Lucius stroked the tiny hand. ‘I pray to the gods that you will grow to manhood, and stand as potent as I do as a representative of a noble house. You will be the son I have always longed for. Tomorrow we will commence the ceremonies. Within a week the whole Roman world will know of your arrival.’

With that he turned on his heel and left. On his way back to his study he passed the room in which his wife lay, silent and pale upon a bier, her white bloodless hands folded across her breasts. Lucius Falerius did not spare her cadaver a second’s glance.

The streets of Rome were never deserted, but for such a teeming, crowded city they were, on this night, ominously quiet. It was cold and perhaps the taverns were full, and what trouble the wine would bring was brewing within them. Those out, seeing Gafon and his band approach, thought it prudent to choose another route to whichever destination they were heading. There was a certain amount of shuffling of the pack as Gafon tried to ensure that Ragas, like the others in a heavy cloak, led them, while the slave was equally determined to bring up the rear, for the gang leader was gnawing on a tricky problem, whether to kill Ragas before his main task was completed, or after? The mistake Gafon made was to look so hard at Ragas while he tried to decide. For a man that loved to fight, had been a potent warrior and was at his happiest in the boxing square it sent a danger signal that other men might not have sensed. Ragas, noticing the indifference of the other members of the party, wondered if he was not indulging in a fantasy without foundation, but once alerted to a potential threat he could not relax.

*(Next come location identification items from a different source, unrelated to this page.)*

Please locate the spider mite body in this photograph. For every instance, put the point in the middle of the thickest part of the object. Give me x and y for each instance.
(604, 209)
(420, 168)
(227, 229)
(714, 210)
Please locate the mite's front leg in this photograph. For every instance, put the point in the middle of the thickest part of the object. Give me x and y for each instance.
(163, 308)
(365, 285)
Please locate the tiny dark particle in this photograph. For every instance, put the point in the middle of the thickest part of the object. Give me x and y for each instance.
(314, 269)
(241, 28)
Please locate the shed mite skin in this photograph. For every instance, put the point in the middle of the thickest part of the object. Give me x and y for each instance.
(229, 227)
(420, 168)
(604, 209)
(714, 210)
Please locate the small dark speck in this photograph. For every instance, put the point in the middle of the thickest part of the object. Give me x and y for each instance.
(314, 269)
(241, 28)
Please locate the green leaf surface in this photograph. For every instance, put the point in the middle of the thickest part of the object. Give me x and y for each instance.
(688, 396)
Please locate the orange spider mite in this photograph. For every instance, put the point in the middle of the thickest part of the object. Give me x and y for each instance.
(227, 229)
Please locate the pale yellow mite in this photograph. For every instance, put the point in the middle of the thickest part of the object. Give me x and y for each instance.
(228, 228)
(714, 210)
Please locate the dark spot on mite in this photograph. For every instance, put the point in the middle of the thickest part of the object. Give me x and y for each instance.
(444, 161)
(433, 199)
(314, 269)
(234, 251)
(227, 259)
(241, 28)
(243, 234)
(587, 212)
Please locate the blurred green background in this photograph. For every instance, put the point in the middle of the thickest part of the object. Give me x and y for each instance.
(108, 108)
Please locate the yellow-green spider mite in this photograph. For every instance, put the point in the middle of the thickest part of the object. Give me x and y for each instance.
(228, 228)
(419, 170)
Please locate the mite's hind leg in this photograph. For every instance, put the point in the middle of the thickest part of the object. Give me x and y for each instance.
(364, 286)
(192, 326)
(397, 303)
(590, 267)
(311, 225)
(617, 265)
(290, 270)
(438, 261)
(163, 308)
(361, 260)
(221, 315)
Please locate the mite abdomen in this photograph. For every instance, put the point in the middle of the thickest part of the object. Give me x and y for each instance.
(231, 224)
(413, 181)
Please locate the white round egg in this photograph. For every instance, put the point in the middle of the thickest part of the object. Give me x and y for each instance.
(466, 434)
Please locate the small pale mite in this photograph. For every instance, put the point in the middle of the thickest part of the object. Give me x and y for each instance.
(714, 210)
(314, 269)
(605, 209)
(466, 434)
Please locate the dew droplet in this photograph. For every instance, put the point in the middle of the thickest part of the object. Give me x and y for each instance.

Neither man had much time to think; since the Cave of Lupercal, where the rites to mark the cult were nearing completion, was no great distance from the Temple of Ceres. Home of the plebeian Aediles, this was the known destination of Tiberius Livonius and his supporters once the ceremonies were over. At least Gafon could be happy, as they skirted the Forum Boracum, they were heading in the right direction, towards the wharves and warehouses of the Port of Rome, a teeming warreh of alleys, empty at night, where the dead body of a slave could be carried without causing fuss. He had finally decided what to do; assassinate Tiberius first, then see to his secondary task. Ragas would be decapitated after being killed, his head and body thrown separately into the Tiber. The waters of the river would carry both parts, at differing speeds, all the way downriver, and washed ashore in different places, they would never be connected.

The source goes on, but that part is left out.